Theresa Cerulli, MD: It’s interesting that we have prodrug that’s schedule IV. It doesn’t exist by itself, but when I gave a talk, somebody asked, why don’t we have just a serdexmethylphenidate? The FDA has looked at serdexmethylphenidate, the prodrug portion, and said that it doesn’t have the drug-liking effect. They compared it with phentermine, which is a schedule IV. The serdexmethylphenidate itself is controlled at a schedule IV level. It’s very interesting. But it doesn’t exist by itself. It’s part of the Azstarys medication.

They did compare the drug-liking effect of immediate-release dexmethylphenidate with serdexmethylphenidate, both the low-dose 120 mg and high-dose 240 mg of serdexmethylphenidate compared with placebo and immediate-release D-amphetamine. The serdexmethylphenidate dosages were very similar to the placebo in their liking effect, while immediate-release dexmethylphenidate had a much higher liking effect and therefore has the abuse potential classified as a CII [schedule II] like other stimulants.

Anthony Rostain, MD, MA: That’s really important. As we know more about its effect in adults, I imagine we’re going to look and see. It’s good that it’s not liked by drug users, so the next question will be how can we assess its role? It will play an important role. I like dexmethylphenidate as 1 of the best of the methylphenidate preparations for adults with ADHD [attention-deficit/hyperactivity disorder]. This will be even better because the duration of action will be longer.

Theresa Cerulli, MD: It is. I was referring to the PK [pharmacokinetic] curve. But the study of Azstarys did look clinically at how these kids are doing in terms of their ADHD symptomatology.

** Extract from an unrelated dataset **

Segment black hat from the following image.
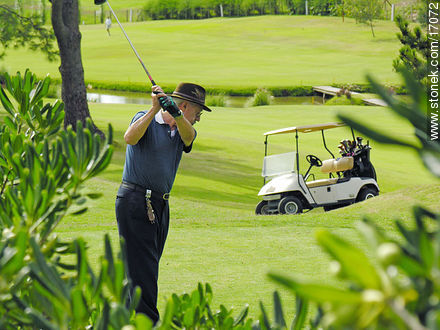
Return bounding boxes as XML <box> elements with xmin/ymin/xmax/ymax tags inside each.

The SKAMP [Swanson, Kotkin, Agler, M-Flynn, and Pelham] scale was used as the primary outcome measure, and the secondary end point was the PERMP [Permanent Product Measure of Performance] math test that they give kids throughout the laboratory classroom day to see how they’re objectively performing They looked at problems attempted and solved on the math test, and both showed statistical significance over placebo throughout the course of the laboratory classroom day.

Anthony Rostain, MD, MA: Yes, it was quite impressive. I’ve seen the data. They look great.

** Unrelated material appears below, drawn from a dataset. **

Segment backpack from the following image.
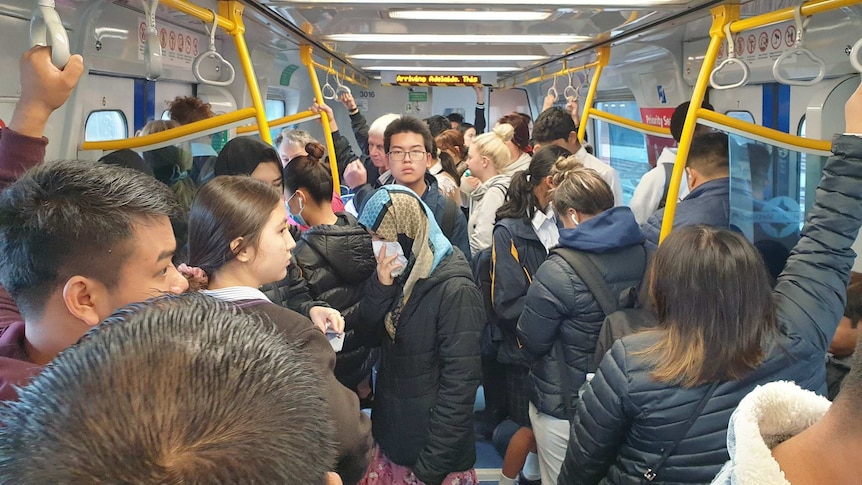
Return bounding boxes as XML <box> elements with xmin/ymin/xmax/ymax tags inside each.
<box><xmin>656</xmin><ymin>163</ymin><xmax>673</xmax><ymax>210</ymax></box>
<box><xmin>470</xmin><ymin>247</ymin><xmax>503</xmax><ymax>362</ymax></box>
<box><xmin>551</xmin><ymin>244</ymin><xmax>656</xmax><ymax>373</ymax></box>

Theresa Cerulli, MD: Some of the first patients I had used Azstarys on were those who were taking a combination of dexmethylphenidate extended-release Azstarys with a booster IR [infrared].

Anthony Rostain, MD, MA: Yes, at the end of the day.

Theresa Cerulli, MD: Yes. That made the most sense. People who were looking for that knew that they responded well to dexmethylphenidate and were happy with the product, but it wasn’t lasting long enough. Those were the first ones who transitioned over. I’ve had others who had adverse effects on their dexmethylphenidate extended release. One had some issues with heart rate increases. Azstarys didn’t exist at the time. We had tried an amphetamine-based stimulant and a couple of other things instead. It was very clear that dexmethylphenidate was the molecule that worked best. We were back to that love-hate relationship. Do you take something that has some bothersome adverse effects but works the best? Do you grin and bear it? Or do you switch and try a different category? When Azstarys came out, because the PK curve looked different and because I was getting the feedback that that smoother sense means you might not experience the same physiological outcomes, I said, “Let’s try it.” It’s been great. I’m thankful to say that the patient hasn’t had the heart rate increases. I can’t explain it. We know the way the studies are done and can quote from that. We learned from our patients. His feedback was that he’s thrilled it’s lasting longer. He’s got the efficacy he’s always had, and now he’s not dealing with the bump he was getting in terms of heart rate increases on extended-release dexmethylphenidate. That’s my patient’s story.